I don't know what to make of the sore feet, but the tail is regenerated, having broken off and regrown quite some time ago. Will never look like the original. As for the toes, I'm more than willing to bet that some SOB having no business keeping anything cut them off to avoid scratches.

A Columbian tegu is NOT for the nvoice, especially one that was abused. I would definitely take him to the vet on account of the red feet., then take it from there. good luck.


----------



## RachaelE. (Mar 15, 2016)

Thanks. He definately needs someone who is better equipped to handle him. I recently bought a baby red teg, and he is socialized, healthy and amazing!


----------



## Walter1 (Mar 15, 2016)

Good call. Hope the right person is there somewhere for him.

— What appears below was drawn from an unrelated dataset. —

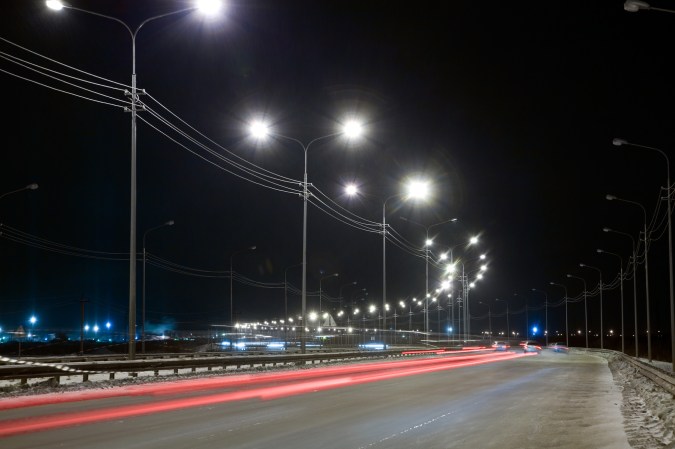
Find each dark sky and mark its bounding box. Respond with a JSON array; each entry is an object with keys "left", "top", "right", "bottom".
[{"left": 0, "top": 0, "right": 675, "bottom": 344}]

Also, please post pic of the new red.


----------



## RachaelE. (Mar 15, 2016)

Here he is. Working on a name. Trying not to hold him 24/7 lol. Today i tried to feed fruit and ground turkey. He was not impressed. I got him at a reptile show. The guy i bought him from said he ate pinkies. We tried. But he wasnt interested. So far all he has eaten is egg whites.


----------



## beardeddragon111 (Mar 15, 2016)

he's cute. Can't tegus loose toes do to dry habitats? I didn't think many ppl actually cut their toes off.


----------



## Michael Graham (Mar 15, 2016)

I heard that as well. Be sure to mist daily so it stays humid inside the enclosure. I have two baby goldens and they never hiss or tail whip. Maybe he is acting up due to the rough conditions he was just rescued from. With a little time hopefully he'll calm down.


----------